DSA Cprogramming

Longest Common Substring in DSA C

Choose your learning style9 modes available

Learn Why Deep Visual Try Challenge Project Recall Time

Mental Model

Find the longest sequence of characters that appears exactly the same in both strings without skipping any characters.

Analogy: Imagine two sentences written on paper. The longest common substring is like the longest exact phrase that appears in both sentences side by side without any gaps.

String1: A B C D E F G
String2: X Y B C D Z

We look for the longest exact matching block:
B -> C -> D
↑          ↑
match starts here

Dry Run Walkthrough

Input: String1: "ABCDXYZ", String2: "XYZABCD"

Goal: Find the longest substring that appears in both strings exactly and continuously

Step 1: Initialize a 2D array dp with zeros for lengths of substrings

dp matrix filled with 0s, size 8x8 (including empty prefix)

Why: We need a table to store lengths of matching substrings ending at each pair of indices

Step 2: Compare characters at String1[1] = 'A' and String2[1] = 'X', no match, dp[1][1] = 0

dp[1][1] = 0

Why: No common substring ends here because characters differ

Step 3: Compare String1[4] = 'D' and String2[7] = 'D', match found, dp[4][7] = dp[3][6] + 1 = 4

dp[4][7] = 4 (substring length 4 ending here)

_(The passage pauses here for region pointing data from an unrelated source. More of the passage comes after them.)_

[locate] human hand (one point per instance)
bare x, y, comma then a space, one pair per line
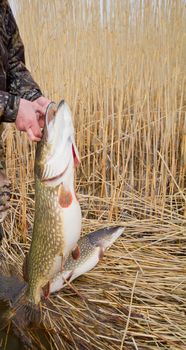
43, 102
30, 118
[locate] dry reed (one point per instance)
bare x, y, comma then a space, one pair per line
123, 73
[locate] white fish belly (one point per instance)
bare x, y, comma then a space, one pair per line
72, 226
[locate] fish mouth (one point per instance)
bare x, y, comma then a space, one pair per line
61, 149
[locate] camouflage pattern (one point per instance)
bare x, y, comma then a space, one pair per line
15, 80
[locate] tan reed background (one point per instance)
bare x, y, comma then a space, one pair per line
123, 74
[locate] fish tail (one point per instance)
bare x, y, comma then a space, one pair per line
27, 312
11, 289
14, 302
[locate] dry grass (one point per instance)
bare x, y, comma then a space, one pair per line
124, 77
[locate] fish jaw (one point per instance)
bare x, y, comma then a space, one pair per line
61, 153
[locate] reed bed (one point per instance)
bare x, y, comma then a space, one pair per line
121, 67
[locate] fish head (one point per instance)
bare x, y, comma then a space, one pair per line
56, 152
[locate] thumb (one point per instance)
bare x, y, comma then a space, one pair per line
39, 109
31, 135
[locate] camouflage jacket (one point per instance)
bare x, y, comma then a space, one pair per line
15, 80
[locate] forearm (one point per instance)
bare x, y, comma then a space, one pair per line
19, 79
9, 105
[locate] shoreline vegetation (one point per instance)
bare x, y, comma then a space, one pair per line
123, 75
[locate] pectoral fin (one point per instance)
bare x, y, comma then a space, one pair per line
46, 290
76, 253
64, 197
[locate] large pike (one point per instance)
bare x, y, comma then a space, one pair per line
57, 222
56, 254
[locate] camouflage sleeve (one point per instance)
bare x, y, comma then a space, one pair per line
9, 105
19, 79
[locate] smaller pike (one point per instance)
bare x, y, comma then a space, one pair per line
92, 248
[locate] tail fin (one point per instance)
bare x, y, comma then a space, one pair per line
14, 303
27, 312
11, 288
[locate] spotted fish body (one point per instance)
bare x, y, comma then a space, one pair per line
57, 222
92, 247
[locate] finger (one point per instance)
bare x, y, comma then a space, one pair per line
39, 109
36, 128
31, 135
41, 122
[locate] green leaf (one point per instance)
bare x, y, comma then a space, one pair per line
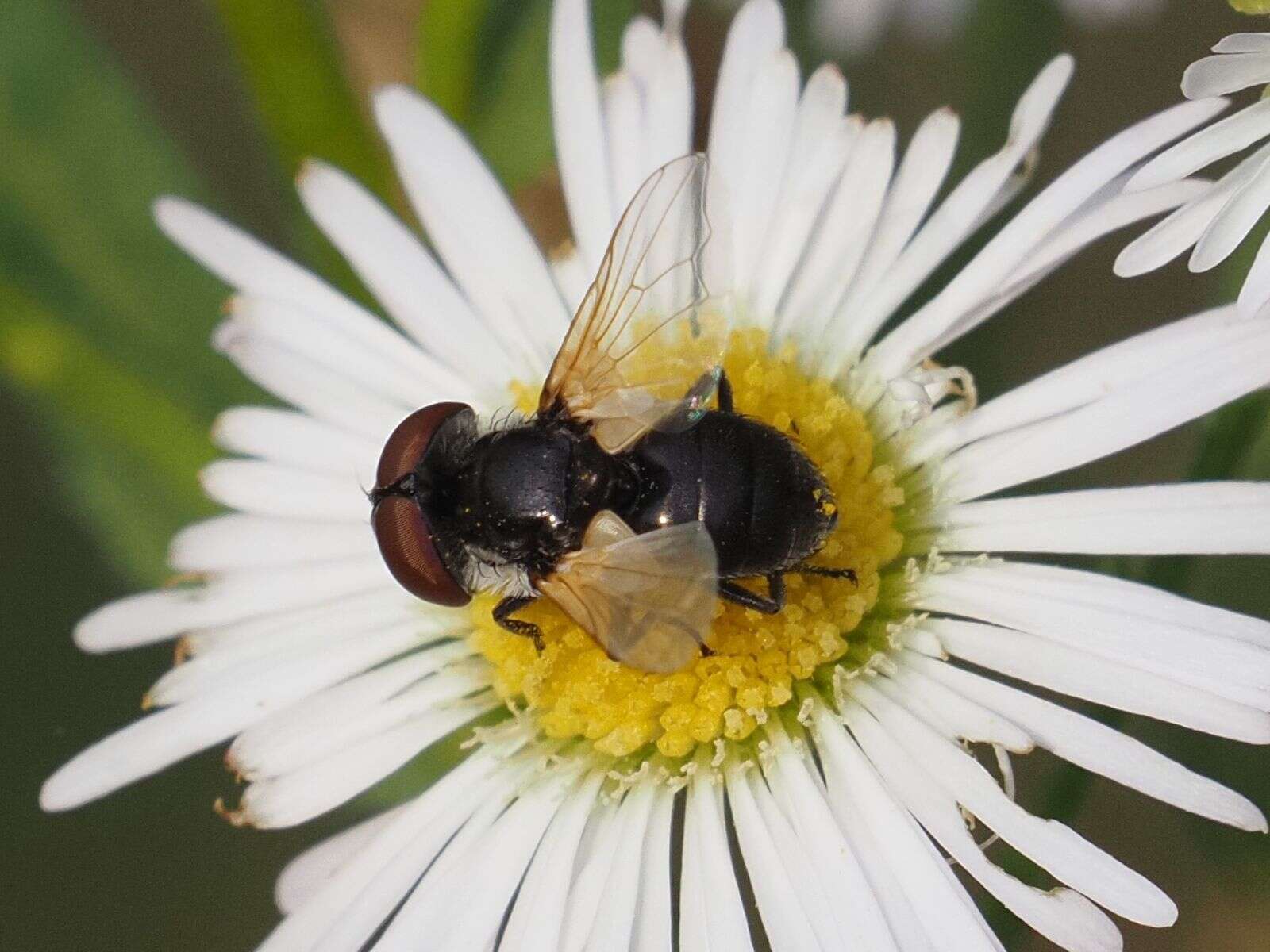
507, 113
126, 454
292, 69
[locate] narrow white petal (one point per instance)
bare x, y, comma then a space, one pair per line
711, 917
1072, 672
1030, 601
842, 235
1210, 144
1146, 406
362, 894
403, 274
1233, 224
819, 146
1229, 73
856, 793
537, 919
283, 492
579, 131
918, 182
852, 903
757, 31
321, 786
765, 149
296, 440
1194, 518
653, 924
1100, 749
314, 389
963, 211
162, 739
156, 616
237, 541
1062, 916
943, 321
467, 215
349, 712
305, 876
615, 919
1052, 846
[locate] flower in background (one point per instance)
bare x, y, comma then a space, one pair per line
855, 27
1216, 222
842, 744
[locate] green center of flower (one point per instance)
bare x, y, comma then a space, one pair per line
575, 691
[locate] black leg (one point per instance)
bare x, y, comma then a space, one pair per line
529, 630
827, 573
774, 603
724, 393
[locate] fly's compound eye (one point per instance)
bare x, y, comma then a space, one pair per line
400, 526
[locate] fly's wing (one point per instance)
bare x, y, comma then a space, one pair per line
649, 600
645, 349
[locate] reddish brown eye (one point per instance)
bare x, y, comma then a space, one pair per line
400, 526
406, 543
410, 440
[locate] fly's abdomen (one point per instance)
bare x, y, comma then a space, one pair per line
761, 499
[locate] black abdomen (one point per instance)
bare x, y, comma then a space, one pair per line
762, 501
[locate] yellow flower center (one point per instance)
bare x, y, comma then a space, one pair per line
575, 689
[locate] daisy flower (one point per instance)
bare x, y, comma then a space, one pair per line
1216, 222
825, 765
855, 27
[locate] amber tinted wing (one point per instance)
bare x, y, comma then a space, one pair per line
645, 349
649, 601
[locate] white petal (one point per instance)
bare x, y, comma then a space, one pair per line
162, 739
1130, 414
238, 541
918, 182
963, 211
579, 132
296, 440
852, 903
156, 616
305, 876
615, 919
1062, 916
943, 321
856, 793
315, 389
1230, 73
1210, 144
1100, 749
1194, 518
535, 923
711, 918
1026, 600
1052, 846
273, 490
1072, 672
341, 716
817, 152
347, 911
653, 924
404, 276
469, 219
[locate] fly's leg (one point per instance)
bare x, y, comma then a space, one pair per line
774, 603
724, 393
825, 571
529, 630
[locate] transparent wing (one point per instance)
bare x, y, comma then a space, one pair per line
645, 349
649, 601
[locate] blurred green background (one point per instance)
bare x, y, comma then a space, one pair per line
107, 384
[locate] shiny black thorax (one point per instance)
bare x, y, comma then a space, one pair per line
526, 494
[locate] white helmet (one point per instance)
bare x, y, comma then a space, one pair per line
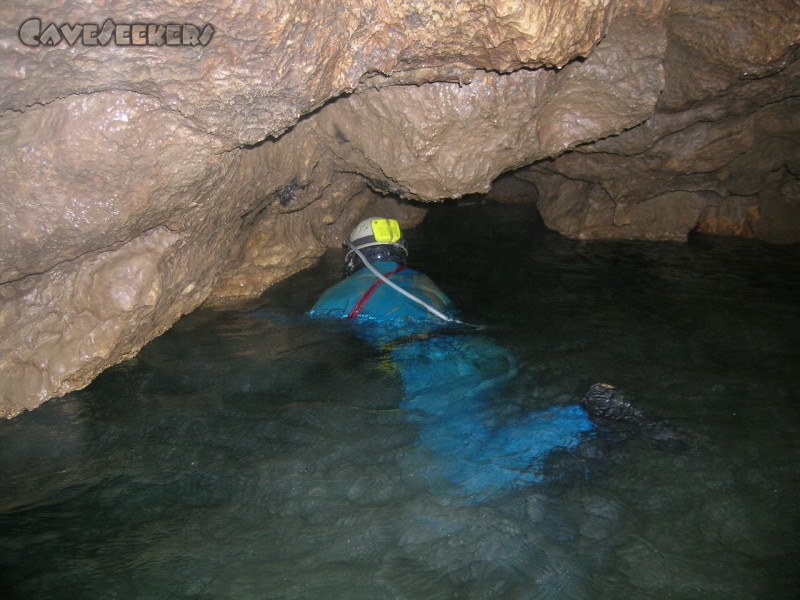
378, 238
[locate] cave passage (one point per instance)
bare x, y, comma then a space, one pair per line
253, 452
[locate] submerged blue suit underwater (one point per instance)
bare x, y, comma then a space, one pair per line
449, 379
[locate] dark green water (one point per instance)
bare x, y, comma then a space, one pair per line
252, 453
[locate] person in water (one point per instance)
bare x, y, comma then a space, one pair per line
452, 380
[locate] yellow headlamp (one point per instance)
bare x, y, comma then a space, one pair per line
386, 231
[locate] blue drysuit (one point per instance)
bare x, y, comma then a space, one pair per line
451, 381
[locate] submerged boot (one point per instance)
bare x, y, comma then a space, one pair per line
608, 405
611, 408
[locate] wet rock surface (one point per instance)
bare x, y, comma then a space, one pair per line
141, 180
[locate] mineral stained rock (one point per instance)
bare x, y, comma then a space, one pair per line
158, 155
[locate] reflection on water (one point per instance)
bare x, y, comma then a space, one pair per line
253, 453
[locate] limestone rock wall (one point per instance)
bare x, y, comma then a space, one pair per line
141, 180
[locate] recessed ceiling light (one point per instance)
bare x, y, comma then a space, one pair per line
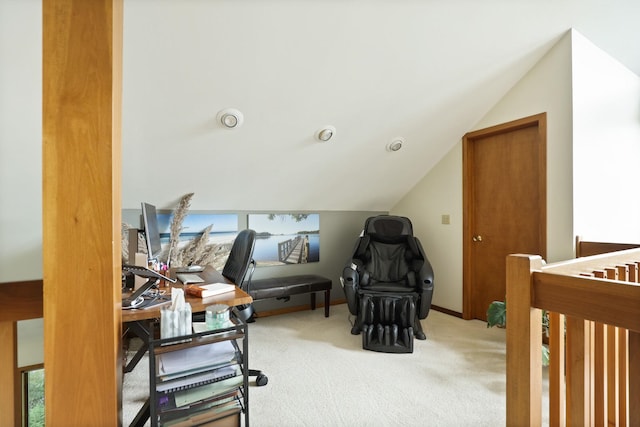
230, 118
395, 144
326, 133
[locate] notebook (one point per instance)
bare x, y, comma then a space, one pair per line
187, 278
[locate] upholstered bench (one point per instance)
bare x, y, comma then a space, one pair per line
284, 287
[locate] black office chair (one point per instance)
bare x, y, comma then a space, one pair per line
388, 284
239, 269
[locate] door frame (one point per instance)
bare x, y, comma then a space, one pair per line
537, 120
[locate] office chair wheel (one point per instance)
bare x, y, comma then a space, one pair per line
261, 380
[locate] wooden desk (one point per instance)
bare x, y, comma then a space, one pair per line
137, 320
210, 275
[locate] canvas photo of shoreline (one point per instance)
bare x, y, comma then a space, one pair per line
224, 229
283, 239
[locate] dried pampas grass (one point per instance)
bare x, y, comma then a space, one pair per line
176, 228
197, 251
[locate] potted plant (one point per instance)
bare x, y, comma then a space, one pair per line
497, 316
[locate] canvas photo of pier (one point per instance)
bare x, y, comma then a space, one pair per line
283, 239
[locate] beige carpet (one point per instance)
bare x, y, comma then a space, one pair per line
319, 375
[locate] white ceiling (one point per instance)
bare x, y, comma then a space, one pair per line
424, 70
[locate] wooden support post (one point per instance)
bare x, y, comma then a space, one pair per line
8, 362
82, 83
524, 344
634, 374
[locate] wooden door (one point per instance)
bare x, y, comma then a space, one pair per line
504, 196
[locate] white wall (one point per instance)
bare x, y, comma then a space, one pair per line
440, 193
545, 88
21, 157
606, 134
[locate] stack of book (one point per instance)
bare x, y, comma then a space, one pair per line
205, 291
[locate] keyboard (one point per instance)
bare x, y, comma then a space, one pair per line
145, 272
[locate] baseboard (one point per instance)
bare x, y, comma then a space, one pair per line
446, 311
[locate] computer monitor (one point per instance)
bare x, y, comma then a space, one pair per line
151, 231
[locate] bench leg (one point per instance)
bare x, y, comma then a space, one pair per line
327, 302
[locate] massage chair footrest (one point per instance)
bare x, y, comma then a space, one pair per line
387, 338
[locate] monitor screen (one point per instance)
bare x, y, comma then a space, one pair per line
151, 231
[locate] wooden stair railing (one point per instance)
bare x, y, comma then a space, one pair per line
594, 344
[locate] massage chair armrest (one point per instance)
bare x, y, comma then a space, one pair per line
425, 285
350, 282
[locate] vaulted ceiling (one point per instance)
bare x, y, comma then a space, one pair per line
423, 70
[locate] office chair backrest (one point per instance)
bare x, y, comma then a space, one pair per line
240, 257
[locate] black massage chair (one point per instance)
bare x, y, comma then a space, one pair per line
388, 284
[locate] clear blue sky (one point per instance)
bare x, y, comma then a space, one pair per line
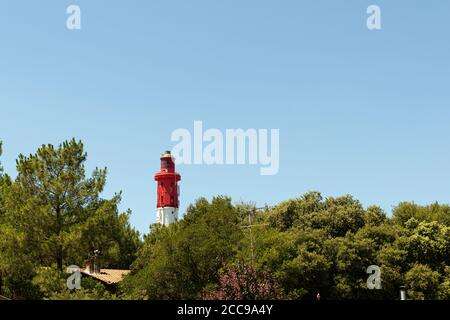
359, 112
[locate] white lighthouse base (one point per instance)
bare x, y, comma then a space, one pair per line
167, 215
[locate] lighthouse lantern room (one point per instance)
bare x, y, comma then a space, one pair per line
168, 191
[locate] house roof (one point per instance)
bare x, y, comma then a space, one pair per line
108, 276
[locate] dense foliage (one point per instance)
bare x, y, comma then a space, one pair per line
52, 216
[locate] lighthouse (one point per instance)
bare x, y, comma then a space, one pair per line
168, 191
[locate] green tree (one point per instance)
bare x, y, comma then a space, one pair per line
180, 261
422, 283
53, 214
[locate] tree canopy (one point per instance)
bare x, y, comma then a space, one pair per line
52, 215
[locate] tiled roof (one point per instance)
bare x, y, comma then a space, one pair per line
108, 276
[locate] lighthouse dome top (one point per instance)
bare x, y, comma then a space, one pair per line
167, 154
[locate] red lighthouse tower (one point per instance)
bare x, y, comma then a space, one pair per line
168, 191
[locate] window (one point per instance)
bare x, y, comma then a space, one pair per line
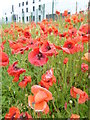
12, 8
33, 1
19, 19
22, 10
26, 9
39, 17
27, 18
26, 2
33, 18
22, 3
39, 7
19, 4
6, 19
33, 8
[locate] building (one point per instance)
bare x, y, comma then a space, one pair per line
37, 10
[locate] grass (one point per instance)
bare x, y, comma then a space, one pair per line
66, 76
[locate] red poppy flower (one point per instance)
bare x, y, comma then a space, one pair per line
72, 32
48, 79
33, 43
65, 61
84, 67
74, 117
86, 57
85, 39
27, 34
65, 13
37, 58
25, 81
13, 70
12, 114
20, 50
38, 102
48, 49
70, 47
82, 95
57, 12
23, 40
2, 45
15, 45
24, 116
84, 28
4, 59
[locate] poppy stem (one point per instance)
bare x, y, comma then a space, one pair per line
77, 103
59, 115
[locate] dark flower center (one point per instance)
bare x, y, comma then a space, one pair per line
21, 49
62, 35
12, 118
69, 46
16, 68
48, 48
39, 55
23, 39
23, 117
27, 34
72, 32
31, 43
83, 34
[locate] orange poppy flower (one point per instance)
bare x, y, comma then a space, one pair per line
12, 114
25, 81
4, 59
82, 95
38, 102
86, 57
74, 117
48, 79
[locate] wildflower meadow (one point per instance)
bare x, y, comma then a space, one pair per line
44, 68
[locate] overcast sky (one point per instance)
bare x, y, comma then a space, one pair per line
6, 3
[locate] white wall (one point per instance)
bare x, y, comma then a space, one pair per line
60, 5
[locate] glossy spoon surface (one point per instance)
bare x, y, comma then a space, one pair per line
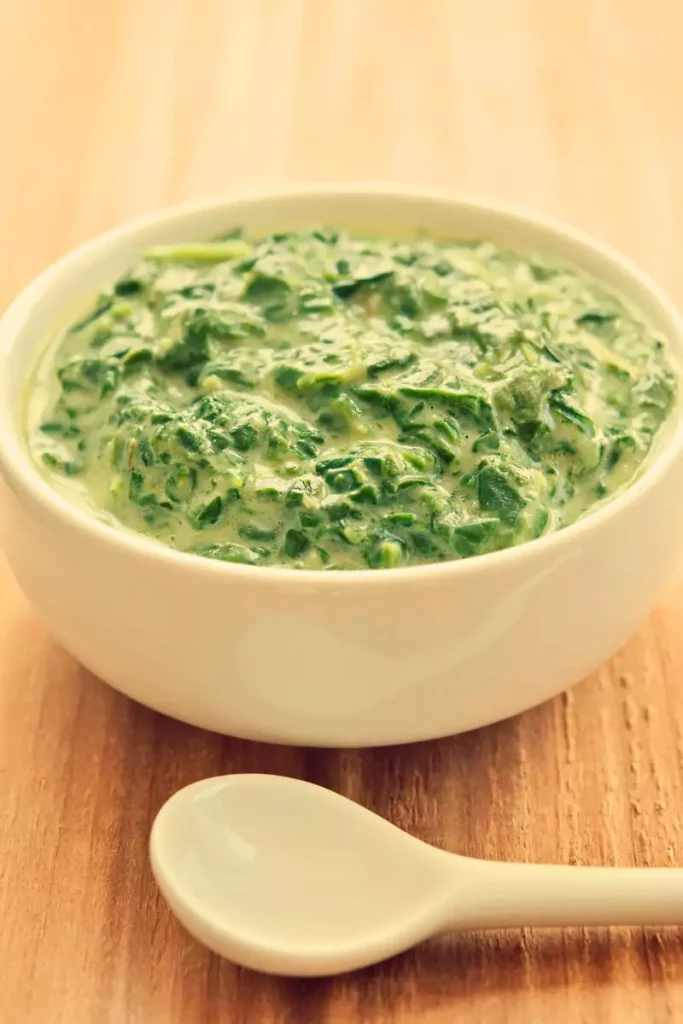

Why: We extend the previous matching substring by 1 character

Step 4: Update max length to 4 and record ending index in String1

max_len = 4, end_index = 4

Why: Keep track of the longest substring found so far

Result:

Longest common substring length = 4, substring = "ABCD"

Annotated Code

DSA C

#include <stdio.h>
#include <string.h>

// Function to find longest common substring
void longestCommonSubstring(char *s1, char *s2) {
    int len1 = strlen(s1);
    int len2 = strlen(s2);
    int dp[len1 + 1][len2 + 1];
    int max_len = 0;
    int end_index = 0; // end index of substring in s1

    // Initialize dp array with 0
    for (int i = 0; i <= len1; i++) {
        for (int j = 0; j <= len2; j++) {
            dp[i][j] = 0;
        }
    }

    // Build dp matrix
    for (int i = 1; i <= len1; i++) {
        for (int j = 1; j <= len2; j++) {
            if (s1[i - 1] == s2[j - 1]) {
                dp[i][j] = dp[i - 1][j - 1] + 1; // extend previous match
                if (dp[i][j] > max_len) {
                    max_len = dp[i][j];
                    end_index = i - 1; // update end index
                }
            } else {
                dp[i][j] = 0; // no match, reset
            }
        }
    }

    // Print the longest common substring
    if (max_len == 0) {
        printf("No common substring found\n");
    } else {
        printf("Longest common substring length = %d\n", max_len);
        printf("Longest common substring = ");
        for (int i = end_index - max_len + 1; i <= end_index; i++) {
            putchar(s1[i]);
        }
        printf("\n");
    }
}

int main() {
    char s1[] = "ABCDXYZ";
    char s2[] = "XYZABCD";
    longestCommonSubstring(s1, s2);
    return 0;
}

dp[i][j] = dp[i - 1][j - 1] + 1; // extend previous match

extend length of substring when characters match

if (dp[i][j] > max_len) { max_len = dp[i][j]; end_index = i - 1; }

update max length and end index of longest substring found

dp[i][j] = 0; // no match, reset

reset length when characters do not match

OutputSuccess

Longest common substring length = 4 Longest common substring = ABCD

Complexity Analysis

Time: O(m*n) because we fill a 2D table comparing each character of both strings

Space: O(m*n) because we store substring lengths for all pairs of indices

vs Alternative: Naive approach checks all substrings with O(m^2*n) or worse, so DP is much faster

Edge Cases

One or both strings empty

No common substring found, output indicates zero length

DSA C

if (max_len == 0) { printf("No common substring found\n"); }

No common characters at all

No common substring found, output indicates zero length

DSA C

if (max_len == 0) { printf("No common substring found\n"); }

Strings are identical

Longest common substring is the entire string

DSA C

dp[i][j] = dp[i - 1][j - 1] + 1;

When to Use This Pattern

When asked to find the longest exact matching continuous sequence between two strings, use the longest common substring pattern with dynamic programming to efficiently track matches.

Common Mistakes

Mistake: Confusing longest common substring with longest common subsequence (which allows gaps)
Fix: Remember substring must be continuous; reset dp to zero when characters don't match

Mistake: Not updating max length and end index inside the nested loops
Fix: Update max_len and end_index immediately when a longer substring is found

Summary

Finds the longest continuous matching substring between two strings.

Use when you need the longest exact sequence shared by both strings without gaps.

The key is to build a table of substring lengths and reset when characters differ.